For Emma, forever ago

Bon Iver

par Rémi Sabonnadière le 16/11/2007

Note: 8.0    
Morceaux qui Tuent
Flume
Skinny love
Lump sum


L'histoire de cet album, enregistré d'une main, seul dans une cabane paumée d'une forêt du Wisconsin est plus que tout autre liée à la vie de Justin Vernon son auteur. L'année 2006 est pour lui d'enfer : son groupe DeYarmond Edison se sépare, sa copine se casse, et il tombe malade. Pas de quoi bander. D'où la retraite dans le fameux chalet paternel et glacial pendant quatre mois. Pour se couper du monde, se retrouver, méditer, le monsieur passe ce "bon hiver" à chasser, couper du bois, se balader en forêt... et aussi écrire, beaucoup. De cette solitude inspiratrice vont sortir les neuf titres de "For Emma, forever ago".

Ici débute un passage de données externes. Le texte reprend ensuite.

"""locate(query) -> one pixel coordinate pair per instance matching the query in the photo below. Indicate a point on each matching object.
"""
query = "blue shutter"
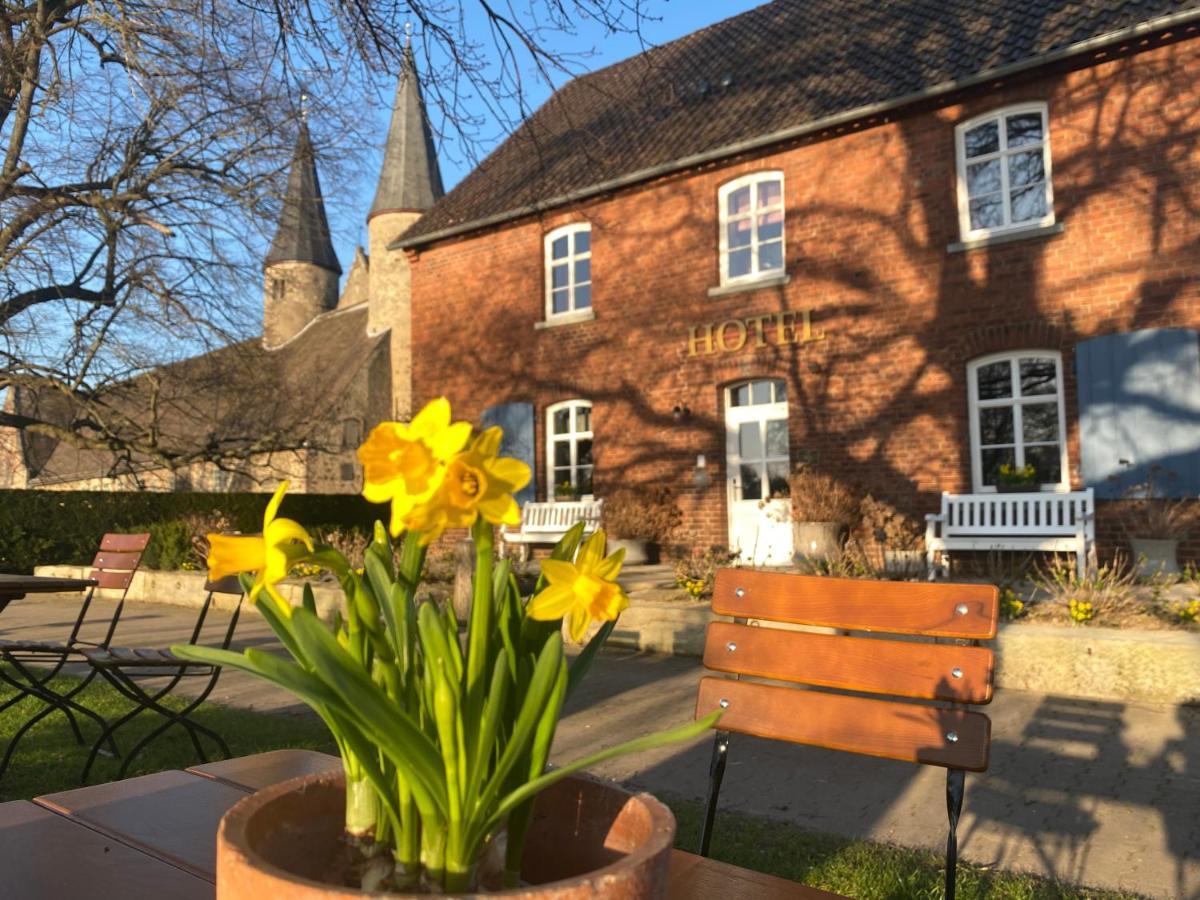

Revenu à la civilisation, Justin Vernon renaît en Bon Iver (prononcer bon hiver) et autoproduit son bébé. A la guitare de base, les amis Christy Smith, John Dehaven et Randy Pingrey ajoutent flûte, tambour, batterie... Ces apports qui auraient pu être fatals à "l'isolement" voulu des enregistrements originaux le renforcent au contraire, et c'est une des réussite de son travail. L'album est ensuite mis à disposition en streaming sur le net (Pitchfork, Virb, Muzzle of Bees...). C'est là qu'en cette année 2007, le label défricheur Jagjaguwar (Okkervil River) le remarque et le signe pour une sortie officielle en janvier 2008 prochain. Beau conte d'hiver.

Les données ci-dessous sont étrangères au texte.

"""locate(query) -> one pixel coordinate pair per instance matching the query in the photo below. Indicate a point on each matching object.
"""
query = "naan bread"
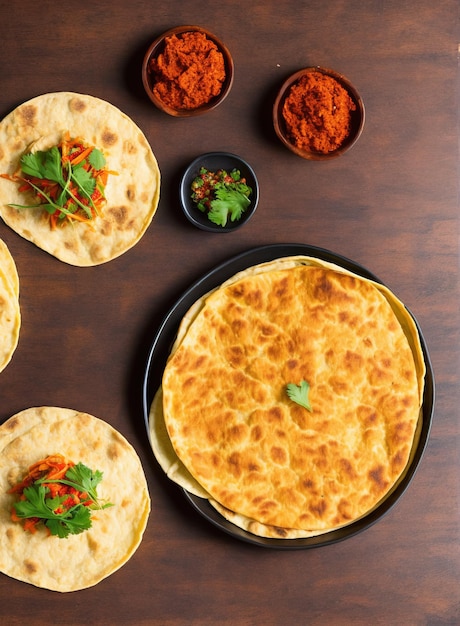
(83, 560)
(132, 193)
(266, 463)
(10, 314)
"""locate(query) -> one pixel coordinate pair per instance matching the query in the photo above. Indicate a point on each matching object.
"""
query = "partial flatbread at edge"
(10, 314)
(374, 438)
(83, 560)
(132, 193)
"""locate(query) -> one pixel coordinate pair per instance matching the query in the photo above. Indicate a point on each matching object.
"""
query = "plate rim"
(166, 332)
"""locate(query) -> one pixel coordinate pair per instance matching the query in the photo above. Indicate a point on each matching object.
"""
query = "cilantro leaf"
(83, 479)
(228, 203)
(299, 394)
(45, 164)
(97, 159)
(73, 521)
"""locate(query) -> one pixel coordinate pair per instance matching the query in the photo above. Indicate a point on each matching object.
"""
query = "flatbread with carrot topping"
(79, 560)
(132, 188)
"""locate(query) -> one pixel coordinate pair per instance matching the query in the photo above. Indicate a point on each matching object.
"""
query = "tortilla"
(266, 463)
(132, 192)
(10, 314)
(83, 560)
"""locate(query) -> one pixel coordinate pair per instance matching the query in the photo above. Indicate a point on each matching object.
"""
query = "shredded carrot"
(81, 157)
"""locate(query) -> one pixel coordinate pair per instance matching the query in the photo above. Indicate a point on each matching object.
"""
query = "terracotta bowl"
(357, 116)
(148, 78)
(214, 161)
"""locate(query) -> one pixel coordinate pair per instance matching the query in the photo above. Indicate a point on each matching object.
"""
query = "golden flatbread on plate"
(224, 427)
(79, 560)
(132, 188)
(10, 314)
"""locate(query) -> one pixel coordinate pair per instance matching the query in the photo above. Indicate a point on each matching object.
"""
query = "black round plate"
(160, 349)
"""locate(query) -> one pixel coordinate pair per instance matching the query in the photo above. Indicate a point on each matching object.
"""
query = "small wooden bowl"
(148, 78)
(357, 116)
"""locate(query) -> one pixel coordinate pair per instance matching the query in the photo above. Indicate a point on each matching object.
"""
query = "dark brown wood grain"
(391, 204)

Avec une telle genèse, on pourrait craindre un condensé de solitude névrosée, exacerbée ou méditative un peu difficile d'accès, voire chiante. Il n'en n'est rien, malgré la rusticité ambiante (on la sent bien cette cabane et son feu de cheminée) et l'impression très nostalgique d'écouter un homme laissé au bord du monde avec sa guitare et ses souvenirs. On peut lui reprocher des textes épars, difficiles à reconstituer et à comprendre, où l'on sent le mal à faire le pas entre expression musicale et aveux privés. L'exercice de l'auto exorcisme semble difficile. Pour autant, de beaux textes jalonnent l'album, d'un homme exposant ses regrets sans pathos niaiseux, à l'image de "Flume", chanson magnifique et marquante, qui à elle seule semble intérioriser la tristesse de toute une vie.

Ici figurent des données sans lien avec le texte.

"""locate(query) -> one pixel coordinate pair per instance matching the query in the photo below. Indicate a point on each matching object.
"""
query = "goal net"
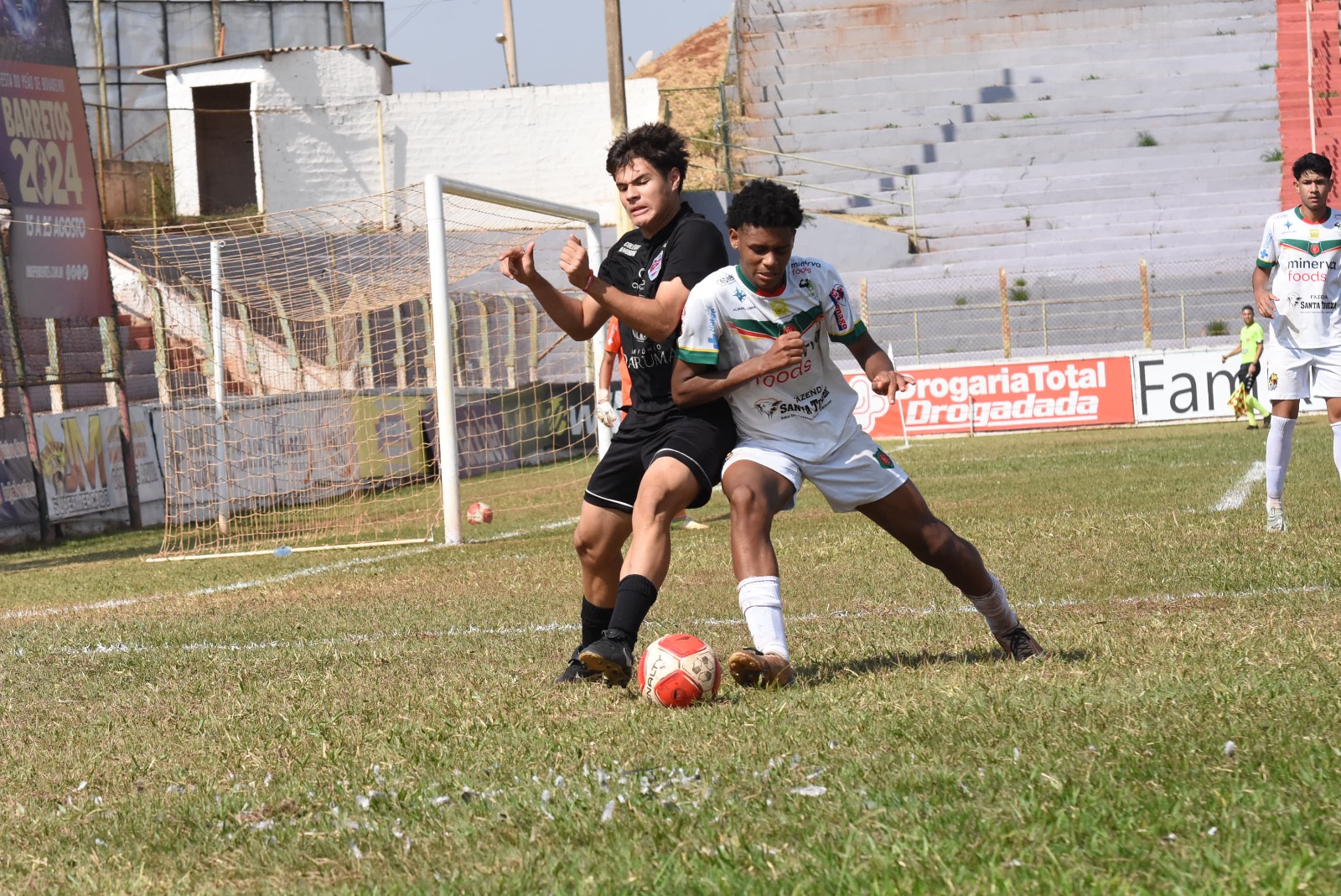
(301, 384)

L'ensemble est feutré, propre à une folk acoustique intime, mais quelquefois aussi faussement calme. La voix de Vernon, puissante, se développe en effet tout du long comme autant d'instruments se superposant à sa guitare. "Lump sum", ambiance d'église sombre, avec écho/espace de voix, "Creature fear", où l'assonance du son "fe", le phrasé et le rythme du chant orchestrent le morceau avec perfection, "Blindsided", obsédant par son seul chœur, sa seule mélodie répétée en boucle sans cesse... Bon Iver joue de la superposition de sa voix pour des effets dévastateurs, voire calamiteux ("Wolfes part 1 & 2" et son brouhaha de percussions "sous la main").

"For Emma, forever ago" dégage un sentiment rare de solitude et d'isolement, d'une quête qui hante son auteur comme nous hante son écoute. Un très bel album, honnête, sincère et simple. C'est rare aujourd'hui.